Growth and Raman Scattering Investigation of a New 2D MOX Material: YbOCl

MOX (M = Fe, Co, Mn, Cr, Lanthanide, or Actinide metals; O = oxygen, X = F, Cl, Br, I), an emerging type of 2D layered materials, have been theoretically predicted to possess unique electronic and magnetic properties. However, 2D MOX have rarely been investigated. Herein, for the first time, ultrathin high‐quality ytterbium oxychloride (YbOCl) single crystals are successfully synthesized via an atmospheric pressure chemical vapor deposition method. Both theoretical simulations and experimental measurements are utilized to systematically investigate the Raman properties of 2D YbOCl nanosheets.
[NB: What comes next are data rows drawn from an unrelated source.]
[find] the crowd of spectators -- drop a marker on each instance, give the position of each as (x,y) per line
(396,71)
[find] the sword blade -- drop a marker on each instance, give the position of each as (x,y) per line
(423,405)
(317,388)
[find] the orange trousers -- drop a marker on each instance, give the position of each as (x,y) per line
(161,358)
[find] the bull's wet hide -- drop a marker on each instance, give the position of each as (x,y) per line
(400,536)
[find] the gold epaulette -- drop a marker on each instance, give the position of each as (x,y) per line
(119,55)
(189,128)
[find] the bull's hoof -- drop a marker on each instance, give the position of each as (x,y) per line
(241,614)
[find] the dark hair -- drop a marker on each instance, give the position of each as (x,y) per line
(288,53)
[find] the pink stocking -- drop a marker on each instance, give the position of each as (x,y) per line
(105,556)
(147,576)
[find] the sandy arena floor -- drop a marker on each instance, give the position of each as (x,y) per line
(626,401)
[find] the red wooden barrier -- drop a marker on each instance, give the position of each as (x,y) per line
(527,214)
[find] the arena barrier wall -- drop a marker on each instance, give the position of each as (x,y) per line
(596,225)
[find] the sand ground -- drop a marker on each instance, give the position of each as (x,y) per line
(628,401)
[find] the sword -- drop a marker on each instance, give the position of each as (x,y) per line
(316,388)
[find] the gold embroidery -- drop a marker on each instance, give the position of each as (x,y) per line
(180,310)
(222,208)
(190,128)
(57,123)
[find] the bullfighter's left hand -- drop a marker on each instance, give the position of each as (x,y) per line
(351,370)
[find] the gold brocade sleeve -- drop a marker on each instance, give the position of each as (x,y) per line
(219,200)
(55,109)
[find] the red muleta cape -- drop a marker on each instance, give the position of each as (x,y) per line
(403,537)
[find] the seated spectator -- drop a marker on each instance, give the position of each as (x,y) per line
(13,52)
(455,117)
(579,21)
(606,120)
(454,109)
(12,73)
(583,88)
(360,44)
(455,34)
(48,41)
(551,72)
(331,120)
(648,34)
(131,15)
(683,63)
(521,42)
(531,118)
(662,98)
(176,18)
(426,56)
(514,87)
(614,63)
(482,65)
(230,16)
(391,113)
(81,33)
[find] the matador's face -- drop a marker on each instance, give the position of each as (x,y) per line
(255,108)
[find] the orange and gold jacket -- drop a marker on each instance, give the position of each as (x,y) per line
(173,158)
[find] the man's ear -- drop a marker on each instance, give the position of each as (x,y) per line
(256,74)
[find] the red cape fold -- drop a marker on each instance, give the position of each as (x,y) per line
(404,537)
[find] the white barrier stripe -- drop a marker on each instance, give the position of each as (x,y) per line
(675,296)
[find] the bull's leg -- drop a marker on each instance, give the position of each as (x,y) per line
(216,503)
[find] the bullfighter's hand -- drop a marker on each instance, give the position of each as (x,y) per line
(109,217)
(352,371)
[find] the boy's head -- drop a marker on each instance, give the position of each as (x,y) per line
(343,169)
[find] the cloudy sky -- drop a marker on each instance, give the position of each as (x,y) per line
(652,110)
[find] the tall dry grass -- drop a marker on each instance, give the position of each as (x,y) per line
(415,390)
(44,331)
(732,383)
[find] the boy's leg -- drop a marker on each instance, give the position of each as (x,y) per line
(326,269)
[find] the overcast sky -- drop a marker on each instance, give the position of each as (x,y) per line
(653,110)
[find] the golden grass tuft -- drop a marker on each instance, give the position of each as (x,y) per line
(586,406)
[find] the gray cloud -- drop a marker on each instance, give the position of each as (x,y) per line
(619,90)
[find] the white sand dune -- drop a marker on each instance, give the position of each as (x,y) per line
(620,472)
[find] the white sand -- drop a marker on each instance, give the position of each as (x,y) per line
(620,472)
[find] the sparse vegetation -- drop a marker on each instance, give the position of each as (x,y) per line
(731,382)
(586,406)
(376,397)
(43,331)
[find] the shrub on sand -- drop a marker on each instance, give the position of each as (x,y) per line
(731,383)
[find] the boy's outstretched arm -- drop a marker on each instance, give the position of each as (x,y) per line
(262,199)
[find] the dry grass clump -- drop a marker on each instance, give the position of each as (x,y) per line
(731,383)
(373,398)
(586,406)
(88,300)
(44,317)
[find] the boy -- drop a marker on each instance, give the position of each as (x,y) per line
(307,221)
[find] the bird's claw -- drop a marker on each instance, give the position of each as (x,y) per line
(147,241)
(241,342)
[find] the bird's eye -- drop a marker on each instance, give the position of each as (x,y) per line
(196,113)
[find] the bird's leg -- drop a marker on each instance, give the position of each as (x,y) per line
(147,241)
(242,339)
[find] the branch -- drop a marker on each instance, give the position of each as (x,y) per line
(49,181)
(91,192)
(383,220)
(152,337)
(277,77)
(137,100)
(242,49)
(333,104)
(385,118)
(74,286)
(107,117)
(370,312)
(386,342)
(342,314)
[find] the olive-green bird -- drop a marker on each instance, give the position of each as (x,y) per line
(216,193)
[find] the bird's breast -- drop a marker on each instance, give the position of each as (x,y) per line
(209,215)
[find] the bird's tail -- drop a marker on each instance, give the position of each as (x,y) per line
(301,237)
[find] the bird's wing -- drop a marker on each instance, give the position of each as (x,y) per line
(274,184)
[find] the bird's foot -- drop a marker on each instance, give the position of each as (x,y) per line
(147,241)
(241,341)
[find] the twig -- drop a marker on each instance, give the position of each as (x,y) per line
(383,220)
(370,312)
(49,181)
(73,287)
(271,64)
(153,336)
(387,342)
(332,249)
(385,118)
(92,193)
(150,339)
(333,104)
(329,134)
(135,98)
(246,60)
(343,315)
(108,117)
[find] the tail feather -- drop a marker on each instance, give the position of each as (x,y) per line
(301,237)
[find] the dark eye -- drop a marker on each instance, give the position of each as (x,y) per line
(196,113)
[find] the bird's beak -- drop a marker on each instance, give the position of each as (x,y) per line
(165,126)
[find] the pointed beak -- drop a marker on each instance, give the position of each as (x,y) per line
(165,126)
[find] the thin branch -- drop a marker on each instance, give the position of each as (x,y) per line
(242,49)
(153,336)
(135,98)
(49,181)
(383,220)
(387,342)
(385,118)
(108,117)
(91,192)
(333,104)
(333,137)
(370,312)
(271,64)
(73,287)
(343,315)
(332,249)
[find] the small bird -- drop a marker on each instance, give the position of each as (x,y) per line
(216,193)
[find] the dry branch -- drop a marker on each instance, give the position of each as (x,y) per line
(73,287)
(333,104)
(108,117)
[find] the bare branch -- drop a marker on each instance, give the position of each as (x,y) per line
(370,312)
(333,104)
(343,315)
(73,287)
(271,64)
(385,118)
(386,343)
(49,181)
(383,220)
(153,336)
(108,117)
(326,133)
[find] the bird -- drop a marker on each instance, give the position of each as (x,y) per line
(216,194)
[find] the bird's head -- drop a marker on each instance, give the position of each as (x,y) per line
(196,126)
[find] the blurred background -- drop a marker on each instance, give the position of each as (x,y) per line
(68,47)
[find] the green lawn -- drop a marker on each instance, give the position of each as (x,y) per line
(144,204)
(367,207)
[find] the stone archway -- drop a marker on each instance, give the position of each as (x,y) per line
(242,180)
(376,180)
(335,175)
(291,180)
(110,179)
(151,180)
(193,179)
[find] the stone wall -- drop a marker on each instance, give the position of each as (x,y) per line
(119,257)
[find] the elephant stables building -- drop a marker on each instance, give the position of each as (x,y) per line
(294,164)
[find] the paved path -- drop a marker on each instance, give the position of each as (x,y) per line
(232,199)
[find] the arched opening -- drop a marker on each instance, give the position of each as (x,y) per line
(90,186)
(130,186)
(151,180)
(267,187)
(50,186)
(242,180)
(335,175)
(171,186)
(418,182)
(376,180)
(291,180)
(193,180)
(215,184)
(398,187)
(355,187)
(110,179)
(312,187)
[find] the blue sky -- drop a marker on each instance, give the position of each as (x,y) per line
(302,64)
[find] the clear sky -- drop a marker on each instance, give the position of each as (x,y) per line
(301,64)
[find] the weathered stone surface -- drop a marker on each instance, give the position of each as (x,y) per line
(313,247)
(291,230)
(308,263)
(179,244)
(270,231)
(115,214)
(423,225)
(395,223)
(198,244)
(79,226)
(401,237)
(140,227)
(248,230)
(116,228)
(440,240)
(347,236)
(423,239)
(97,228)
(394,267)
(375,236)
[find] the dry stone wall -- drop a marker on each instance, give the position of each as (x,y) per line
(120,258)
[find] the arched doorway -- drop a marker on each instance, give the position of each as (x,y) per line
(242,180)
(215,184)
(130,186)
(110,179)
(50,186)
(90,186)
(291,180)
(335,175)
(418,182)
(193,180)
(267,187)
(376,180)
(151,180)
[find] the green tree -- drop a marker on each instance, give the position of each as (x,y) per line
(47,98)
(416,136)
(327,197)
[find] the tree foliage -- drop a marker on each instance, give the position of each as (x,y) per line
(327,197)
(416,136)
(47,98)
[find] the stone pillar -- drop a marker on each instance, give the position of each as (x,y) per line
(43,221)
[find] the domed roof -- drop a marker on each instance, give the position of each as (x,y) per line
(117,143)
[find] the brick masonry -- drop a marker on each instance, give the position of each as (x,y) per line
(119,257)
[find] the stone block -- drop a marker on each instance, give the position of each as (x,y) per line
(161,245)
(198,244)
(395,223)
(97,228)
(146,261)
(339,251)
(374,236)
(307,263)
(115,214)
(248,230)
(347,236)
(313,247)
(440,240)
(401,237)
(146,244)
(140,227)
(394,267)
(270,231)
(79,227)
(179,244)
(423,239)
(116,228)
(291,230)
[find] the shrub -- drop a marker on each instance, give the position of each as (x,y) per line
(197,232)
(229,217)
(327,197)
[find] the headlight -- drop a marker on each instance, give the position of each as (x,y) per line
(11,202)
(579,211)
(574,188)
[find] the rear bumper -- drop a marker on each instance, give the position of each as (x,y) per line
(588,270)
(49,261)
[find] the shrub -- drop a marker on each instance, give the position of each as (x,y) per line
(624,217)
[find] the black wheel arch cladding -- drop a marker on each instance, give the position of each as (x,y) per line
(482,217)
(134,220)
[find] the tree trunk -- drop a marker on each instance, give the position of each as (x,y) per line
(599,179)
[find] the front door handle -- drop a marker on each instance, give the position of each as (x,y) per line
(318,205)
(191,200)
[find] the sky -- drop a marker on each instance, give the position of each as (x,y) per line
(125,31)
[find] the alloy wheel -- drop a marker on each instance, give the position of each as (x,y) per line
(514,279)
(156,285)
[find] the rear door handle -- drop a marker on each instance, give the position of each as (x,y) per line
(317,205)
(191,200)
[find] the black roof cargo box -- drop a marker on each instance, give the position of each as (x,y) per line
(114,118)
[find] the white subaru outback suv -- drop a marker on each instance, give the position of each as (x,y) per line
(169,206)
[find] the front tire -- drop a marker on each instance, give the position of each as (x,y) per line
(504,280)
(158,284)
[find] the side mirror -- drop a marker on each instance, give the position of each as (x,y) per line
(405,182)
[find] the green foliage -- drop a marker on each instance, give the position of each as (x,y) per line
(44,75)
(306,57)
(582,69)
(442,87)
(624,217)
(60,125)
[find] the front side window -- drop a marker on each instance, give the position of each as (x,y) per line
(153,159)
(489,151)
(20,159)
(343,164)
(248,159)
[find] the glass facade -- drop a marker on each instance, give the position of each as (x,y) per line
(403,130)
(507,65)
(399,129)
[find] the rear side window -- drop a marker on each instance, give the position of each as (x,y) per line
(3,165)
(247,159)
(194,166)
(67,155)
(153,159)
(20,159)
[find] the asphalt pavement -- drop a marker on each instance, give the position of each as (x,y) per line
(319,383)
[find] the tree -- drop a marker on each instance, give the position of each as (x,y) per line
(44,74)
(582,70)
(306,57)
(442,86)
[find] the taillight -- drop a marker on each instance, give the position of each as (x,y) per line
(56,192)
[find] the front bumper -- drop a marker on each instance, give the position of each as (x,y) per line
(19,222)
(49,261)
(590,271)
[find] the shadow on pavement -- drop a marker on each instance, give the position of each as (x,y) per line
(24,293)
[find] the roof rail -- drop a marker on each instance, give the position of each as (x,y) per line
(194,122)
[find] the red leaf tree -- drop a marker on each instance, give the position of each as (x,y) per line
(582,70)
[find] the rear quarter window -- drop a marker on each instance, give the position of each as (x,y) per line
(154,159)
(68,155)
The experimentally observed E g mode at 85.53 cm −1 and A 1g mode at 138.17 cm −1 demonstrate a good match to the results from density functional theory calculations. Furthermore, the temperature‐dependent and thickness‐dependent Raman scattering spectra reveal the adjacent layers in YbOCl nanosheets show a relatively weak van der Waals interaction. Additionally, the polarized‐dependent Raman scattering spectra show the intensity of A 1g mode exhibits twofold patterns while the intensity of the E g mode remains constant as the rotation angle changes. These findings could provide the first‐hand experimental information about the 2D YbOCl crystals.